Historia tego pieska to jednocześnie opowieść o ludzkiej podłości i ofiarności. Wolontariusze Fundacji dla Szczeniąt Judyta znaleźli szczeniaka w polu kukurydzy. Pod ich opieką przeszedł niezwykłą metamorfozę.
Fundacja dla Szczeniąt Judyta to organizacja non profit, która zajmuje się pomocą najmłodszym psiakom. Wolontariusze organizacji leczą, odkarmiają i przygotowują do adopcji szczenięta. Pomagają także tym o różnym stopniu niepełnosprawności. Wszystkim podopiecznym starają się zapewnić dobrą opiekę oraz znaleźć kochający dom.

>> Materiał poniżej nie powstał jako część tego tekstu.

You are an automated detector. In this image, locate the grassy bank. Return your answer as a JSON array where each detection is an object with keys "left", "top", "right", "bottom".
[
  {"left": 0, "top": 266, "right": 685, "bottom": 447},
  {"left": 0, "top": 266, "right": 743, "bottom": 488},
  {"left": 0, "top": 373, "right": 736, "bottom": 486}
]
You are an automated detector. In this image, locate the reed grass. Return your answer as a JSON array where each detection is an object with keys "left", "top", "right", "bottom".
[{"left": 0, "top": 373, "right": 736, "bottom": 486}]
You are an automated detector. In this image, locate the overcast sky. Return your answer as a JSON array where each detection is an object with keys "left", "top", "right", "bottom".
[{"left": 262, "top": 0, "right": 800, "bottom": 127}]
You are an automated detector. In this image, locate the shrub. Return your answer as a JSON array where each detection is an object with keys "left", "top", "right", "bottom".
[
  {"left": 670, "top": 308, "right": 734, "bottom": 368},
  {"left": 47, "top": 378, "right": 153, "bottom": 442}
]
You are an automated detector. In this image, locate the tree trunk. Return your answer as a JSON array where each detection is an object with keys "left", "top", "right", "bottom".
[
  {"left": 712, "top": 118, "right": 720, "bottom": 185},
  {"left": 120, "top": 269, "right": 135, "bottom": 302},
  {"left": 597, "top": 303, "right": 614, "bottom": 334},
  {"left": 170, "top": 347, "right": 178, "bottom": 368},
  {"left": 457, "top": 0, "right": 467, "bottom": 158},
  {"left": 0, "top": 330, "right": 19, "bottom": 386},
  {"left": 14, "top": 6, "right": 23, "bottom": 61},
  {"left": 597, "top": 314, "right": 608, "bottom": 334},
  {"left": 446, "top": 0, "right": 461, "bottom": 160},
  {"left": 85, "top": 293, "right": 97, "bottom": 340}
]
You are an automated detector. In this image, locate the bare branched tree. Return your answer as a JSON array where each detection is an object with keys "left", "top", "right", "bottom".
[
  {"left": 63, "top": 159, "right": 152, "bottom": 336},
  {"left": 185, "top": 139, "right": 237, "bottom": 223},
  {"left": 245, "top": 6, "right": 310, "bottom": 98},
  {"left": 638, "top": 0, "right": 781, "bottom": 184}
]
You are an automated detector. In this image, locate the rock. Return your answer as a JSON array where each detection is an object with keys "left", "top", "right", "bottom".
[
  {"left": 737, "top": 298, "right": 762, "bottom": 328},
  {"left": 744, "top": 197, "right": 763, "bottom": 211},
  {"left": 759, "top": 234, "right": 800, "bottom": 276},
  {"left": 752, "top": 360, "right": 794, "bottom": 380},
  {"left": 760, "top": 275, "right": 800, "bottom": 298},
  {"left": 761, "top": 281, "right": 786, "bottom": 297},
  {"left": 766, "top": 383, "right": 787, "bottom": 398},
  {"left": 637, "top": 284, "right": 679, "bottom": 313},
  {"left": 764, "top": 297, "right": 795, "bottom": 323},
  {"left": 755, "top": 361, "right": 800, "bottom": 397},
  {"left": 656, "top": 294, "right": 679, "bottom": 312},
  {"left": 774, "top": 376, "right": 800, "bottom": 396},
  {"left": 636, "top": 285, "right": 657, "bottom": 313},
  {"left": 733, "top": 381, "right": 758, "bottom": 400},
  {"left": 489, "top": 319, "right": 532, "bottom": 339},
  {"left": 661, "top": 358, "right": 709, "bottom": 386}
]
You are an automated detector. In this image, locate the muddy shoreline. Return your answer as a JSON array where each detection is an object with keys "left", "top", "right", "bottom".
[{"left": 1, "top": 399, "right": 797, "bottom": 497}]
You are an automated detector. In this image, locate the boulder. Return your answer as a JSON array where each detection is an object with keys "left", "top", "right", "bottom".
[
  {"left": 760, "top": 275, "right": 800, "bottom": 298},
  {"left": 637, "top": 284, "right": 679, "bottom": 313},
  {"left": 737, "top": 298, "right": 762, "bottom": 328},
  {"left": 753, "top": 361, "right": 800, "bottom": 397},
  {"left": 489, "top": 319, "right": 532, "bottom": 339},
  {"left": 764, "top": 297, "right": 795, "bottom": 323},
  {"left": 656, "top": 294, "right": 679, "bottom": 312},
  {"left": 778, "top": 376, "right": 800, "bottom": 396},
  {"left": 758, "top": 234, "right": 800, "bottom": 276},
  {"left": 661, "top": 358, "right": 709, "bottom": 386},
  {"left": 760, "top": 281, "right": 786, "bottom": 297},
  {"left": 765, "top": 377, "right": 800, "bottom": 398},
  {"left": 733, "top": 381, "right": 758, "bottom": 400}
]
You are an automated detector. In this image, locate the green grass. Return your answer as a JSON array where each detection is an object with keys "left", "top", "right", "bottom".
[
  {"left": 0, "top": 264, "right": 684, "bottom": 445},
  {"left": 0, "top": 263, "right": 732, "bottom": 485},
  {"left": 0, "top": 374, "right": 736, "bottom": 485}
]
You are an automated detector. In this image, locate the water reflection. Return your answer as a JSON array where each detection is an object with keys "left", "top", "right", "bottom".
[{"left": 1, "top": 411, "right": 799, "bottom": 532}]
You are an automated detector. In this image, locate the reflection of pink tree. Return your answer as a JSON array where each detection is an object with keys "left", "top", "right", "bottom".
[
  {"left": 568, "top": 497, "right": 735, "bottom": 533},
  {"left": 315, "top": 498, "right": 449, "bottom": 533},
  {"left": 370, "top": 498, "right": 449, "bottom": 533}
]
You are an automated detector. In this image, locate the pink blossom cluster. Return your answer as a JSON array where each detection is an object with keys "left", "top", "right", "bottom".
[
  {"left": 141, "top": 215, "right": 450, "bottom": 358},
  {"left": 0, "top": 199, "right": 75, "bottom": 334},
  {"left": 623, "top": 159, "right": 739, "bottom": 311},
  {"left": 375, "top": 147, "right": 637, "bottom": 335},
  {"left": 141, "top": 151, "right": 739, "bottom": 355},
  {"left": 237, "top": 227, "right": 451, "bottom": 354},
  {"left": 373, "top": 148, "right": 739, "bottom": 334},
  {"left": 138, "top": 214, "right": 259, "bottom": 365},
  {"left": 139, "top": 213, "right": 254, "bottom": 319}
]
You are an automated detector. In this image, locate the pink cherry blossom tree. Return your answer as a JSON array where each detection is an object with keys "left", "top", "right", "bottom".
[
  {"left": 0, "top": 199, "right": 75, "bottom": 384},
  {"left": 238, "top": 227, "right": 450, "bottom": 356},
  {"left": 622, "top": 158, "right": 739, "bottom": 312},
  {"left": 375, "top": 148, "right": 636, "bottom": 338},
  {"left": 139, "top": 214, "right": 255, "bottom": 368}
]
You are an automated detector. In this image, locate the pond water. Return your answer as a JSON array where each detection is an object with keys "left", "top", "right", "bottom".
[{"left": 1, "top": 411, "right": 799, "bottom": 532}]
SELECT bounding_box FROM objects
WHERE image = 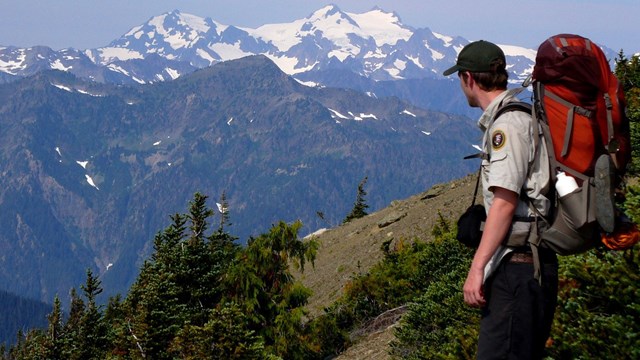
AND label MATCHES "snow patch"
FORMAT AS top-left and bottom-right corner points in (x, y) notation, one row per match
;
(359, 113), (378, 120)
(328, 108), (349, 119)
(499, 44), (537, 61)
(96, 47), (144, 64)
(433, 32), (453, 46)
(178, 12), (213, 33)
(295, 78), (323, 88)
(407, 55), (425, 68)
(77, 89), (103, 97)
(85, 175), (99, 190)
(385, 67), (404, 79)
(209, 42), (252, 61)
(50, 59), (72, 71)
(216, 202), (228, 214)
(401, 109), (416, 117)
(394, 59), (407, 70)
(165, 68), (180, 80)
(429, 48), (445, 61)
(196, 48), (217, 64)
(264, 54), (316, 75)
(304, 228), (328, 239)
(347, 8), (413, 46)
(51, 83), (73, 92)
(0, 49), (27, 75)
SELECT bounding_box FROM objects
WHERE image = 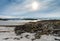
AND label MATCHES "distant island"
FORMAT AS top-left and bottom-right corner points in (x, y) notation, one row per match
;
(0, 17), (60, 21)
(0, 18), (38, 21)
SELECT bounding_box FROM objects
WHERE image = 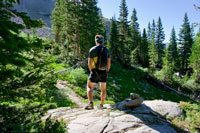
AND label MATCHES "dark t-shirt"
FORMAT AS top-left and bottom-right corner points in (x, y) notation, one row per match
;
(88, 45), (111, 69)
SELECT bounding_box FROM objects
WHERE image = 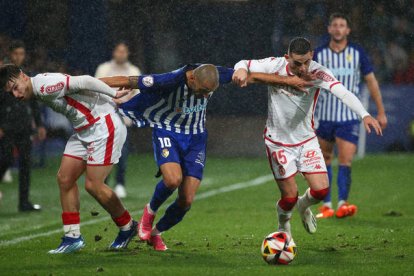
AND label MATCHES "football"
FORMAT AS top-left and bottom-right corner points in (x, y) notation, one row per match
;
(261, 231), (297, 265)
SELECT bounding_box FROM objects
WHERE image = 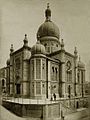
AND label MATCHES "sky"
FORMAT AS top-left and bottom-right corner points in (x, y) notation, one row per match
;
(0, 0), (90, 81)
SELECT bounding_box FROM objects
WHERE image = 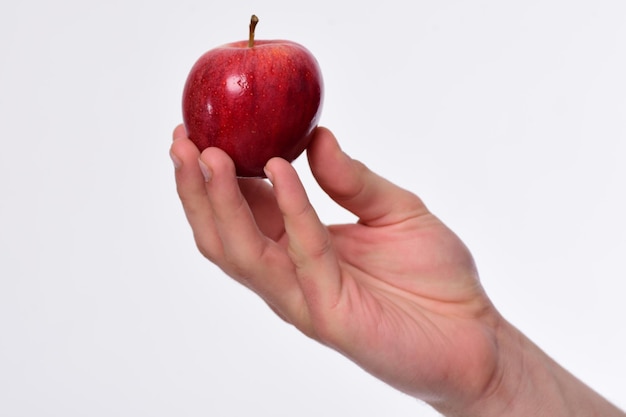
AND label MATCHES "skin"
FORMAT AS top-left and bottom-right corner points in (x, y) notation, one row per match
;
(182, 40), (323, 177)
(170, 124), (624, 416)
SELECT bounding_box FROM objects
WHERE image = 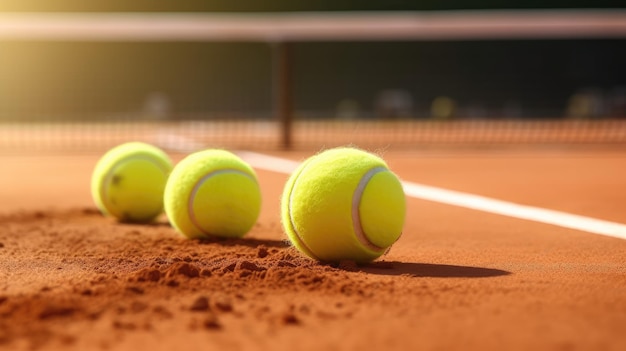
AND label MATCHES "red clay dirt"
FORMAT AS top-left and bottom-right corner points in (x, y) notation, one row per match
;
(1, 149), (625, 351)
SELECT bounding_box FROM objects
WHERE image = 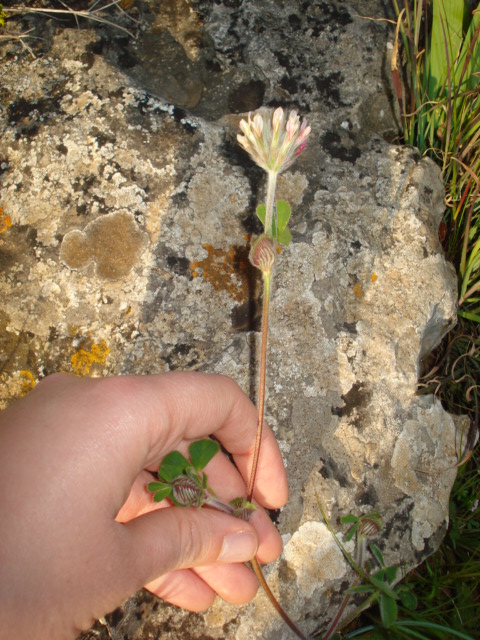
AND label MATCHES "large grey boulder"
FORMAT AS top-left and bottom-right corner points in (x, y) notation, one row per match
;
(0, 1), (459, 638)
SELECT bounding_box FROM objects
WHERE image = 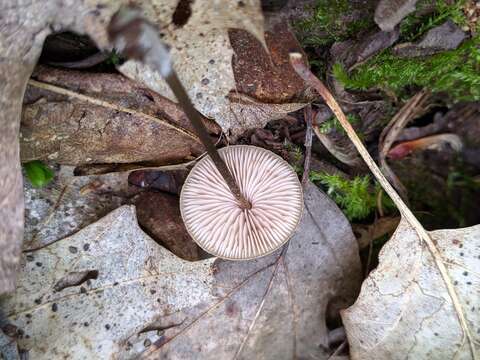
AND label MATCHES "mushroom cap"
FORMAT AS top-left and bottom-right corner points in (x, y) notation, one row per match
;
(180, 145), (303, 260)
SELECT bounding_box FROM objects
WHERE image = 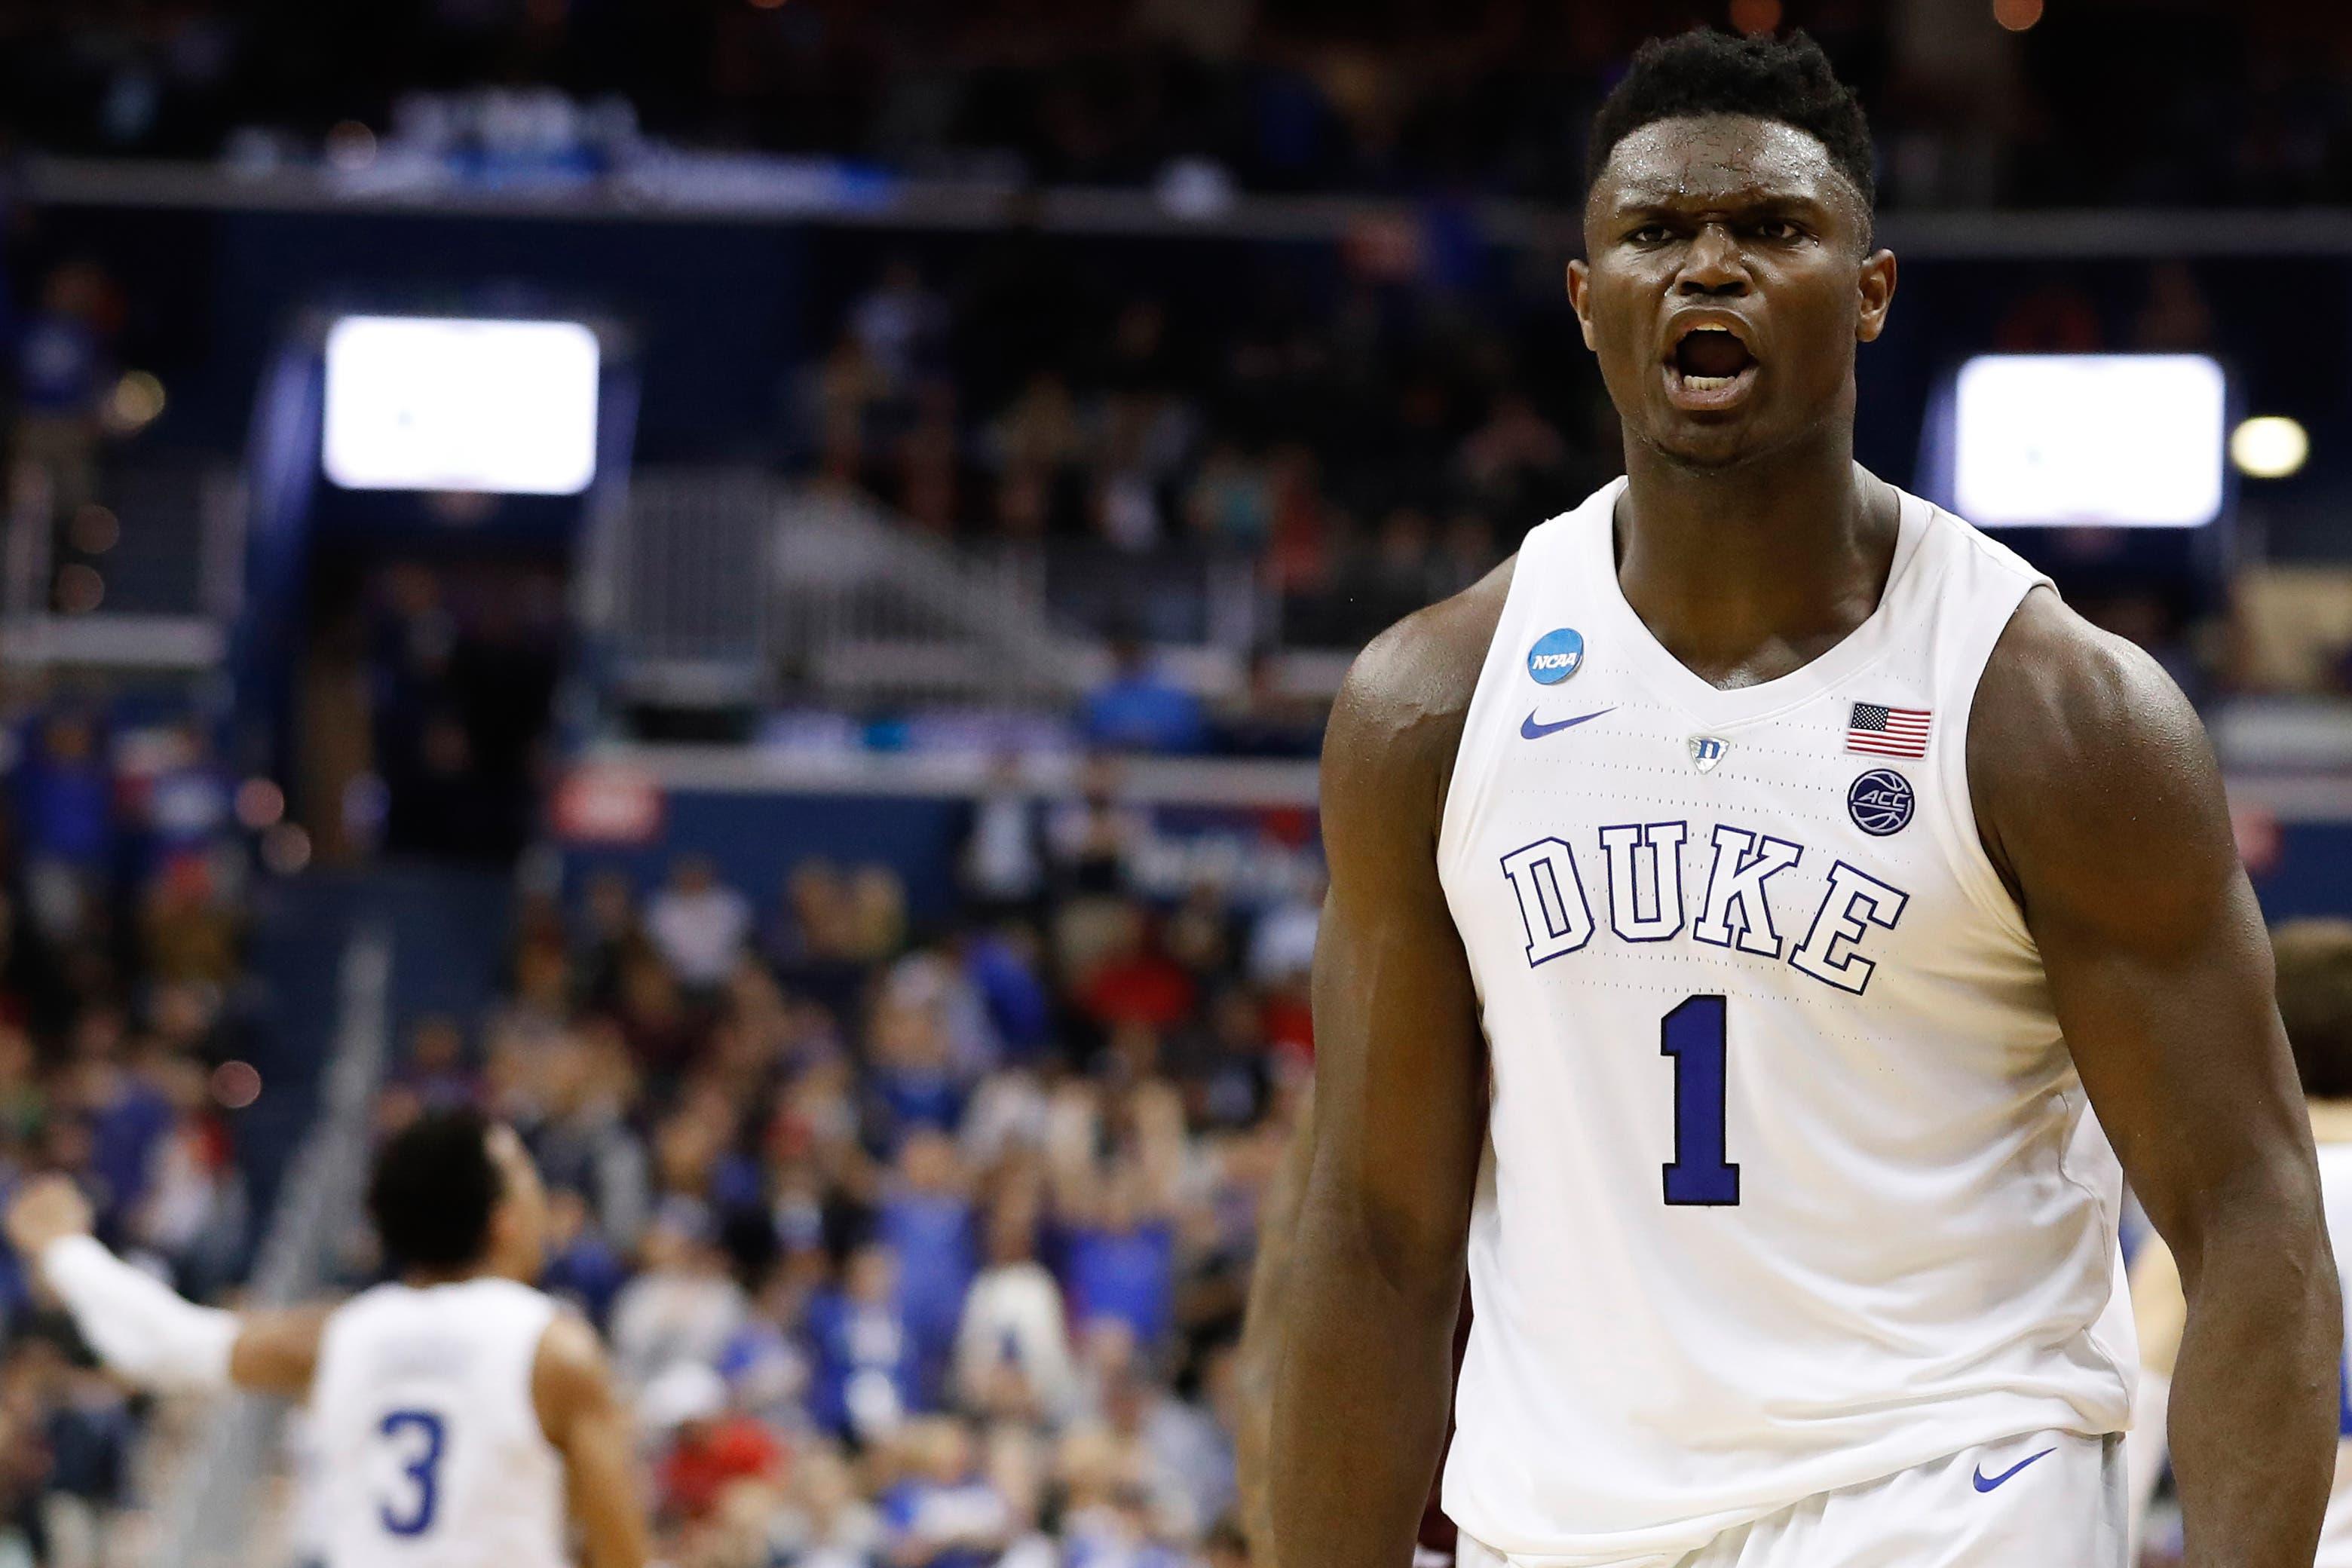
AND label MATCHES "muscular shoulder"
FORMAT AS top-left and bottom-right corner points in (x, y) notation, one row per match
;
(1969, 586), (2234, 935)
(530, 1308), (617, 1447)
(1324, 557), (1516, 825)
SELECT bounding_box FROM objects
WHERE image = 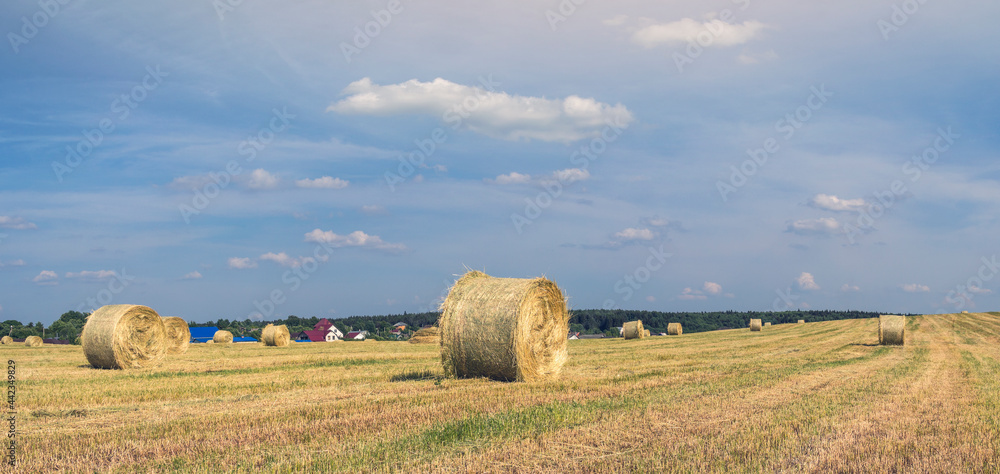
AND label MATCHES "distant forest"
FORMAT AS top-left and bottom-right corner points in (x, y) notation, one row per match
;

Pod skrzydła fundacji trafił kilka tygodni temu szczeniak znaleziony w kukurydzy. Ratownicy organizacji zajęli się psiakiem pozostawionym na pewną śmierć w szczerym polu.
Suczka, która na pamiątkę miejsca, gdzie została znaleziona, otrzymała imię Corni, była brudna i wynędzniała. Jak opisywali wolontariusze – została z niej skóra i kości.
Przedstawiciele fundacji napisali na Facebooku, że dawno nie widzieli tak obojętnego, apatycznego i pozbawionego sił szczeniaka.
Ta historia ma jednak szczęśliwe zakończenie.
Source: facebook.com
Dzięki opiece wolontariuszy pies przeszedł niesamowitą metamorfozę. Stał się radosnym, pełnym życia zwierzakiem.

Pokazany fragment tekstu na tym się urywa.